Running from existing setups

There are special branches for running hadoop in docker.

The docker-hadoop-runner* branches contain scripts that set up base images that can be used for running any Hadoop version.

The docker-hadoop* branches can be used for running a specific version.

Running from the source code

There is a setup under hadoop-dist that contains Docker Compose definitions for running the current version of Hadoop in a multi-node docker environment.

This is meant for testing code changes locally and debugging.

The base image used by the Docker setup is built as part of the maven lifecycle. The distribution files generated while building the project with the -Pdist profile enabled, will be used for running hadoop inside the containers.
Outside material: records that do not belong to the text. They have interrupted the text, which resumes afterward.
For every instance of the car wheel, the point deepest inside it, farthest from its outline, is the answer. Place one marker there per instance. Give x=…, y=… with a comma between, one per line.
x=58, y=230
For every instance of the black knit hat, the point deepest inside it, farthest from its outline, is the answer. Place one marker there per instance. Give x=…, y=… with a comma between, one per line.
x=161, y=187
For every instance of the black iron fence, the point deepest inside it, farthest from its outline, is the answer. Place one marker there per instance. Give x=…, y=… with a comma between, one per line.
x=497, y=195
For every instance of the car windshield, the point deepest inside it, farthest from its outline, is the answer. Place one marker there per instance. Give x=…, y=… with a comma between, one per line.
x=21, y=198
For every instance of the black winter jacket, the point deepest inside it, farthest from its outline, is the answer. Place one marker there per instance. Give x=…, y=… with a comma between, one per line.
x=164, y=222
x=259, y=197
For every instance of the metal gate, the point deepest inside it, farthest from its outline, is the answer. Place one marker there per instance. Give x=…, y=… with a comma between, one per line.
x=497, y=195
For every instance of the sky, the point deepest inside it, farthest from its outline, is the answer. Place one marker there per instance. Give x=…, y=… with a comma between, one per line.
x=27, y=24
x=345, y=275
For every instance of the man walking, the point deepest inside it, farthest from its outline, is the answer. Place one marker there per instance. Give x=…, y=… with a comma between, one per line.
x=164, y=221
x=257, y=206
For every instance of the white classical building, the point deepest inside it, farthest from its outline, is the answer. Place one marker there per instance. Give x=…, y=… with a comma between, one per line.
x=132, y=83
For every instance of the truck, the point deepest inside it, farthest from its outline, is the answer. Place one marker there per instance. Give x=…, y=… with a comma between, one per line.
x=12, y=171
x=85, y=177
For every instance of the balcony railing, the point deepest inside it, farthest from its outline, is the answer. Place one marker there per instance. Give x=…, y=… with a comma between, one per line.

In order to start the docker environment you need to do the following * Build the project, using the -Pdist profile

> mvn clean install -Dmaven.javadoc.skip=true -DskipTests -DskipShade -Pdist,src
  • From the project root, navigate under the docker-compose dir under the generated dist directory
> cd hadoop-dist/target/hadoop-<current-version>/compose/hadoop
  • Start the docker environment
> docker-compose up -d --scale datanode=3
  • Connect to a container to execute commands
> docker exec -it hadoop_datanode_1 bash
bash-4.2$ hdfs dfs -mkdir /test

Config files

To add or remove properties from the core-site.xml, hdfs-site.xml, etc. files used in the docker environment, simply edit the config file before starting the containers. The changes will be persisted in the docker environment.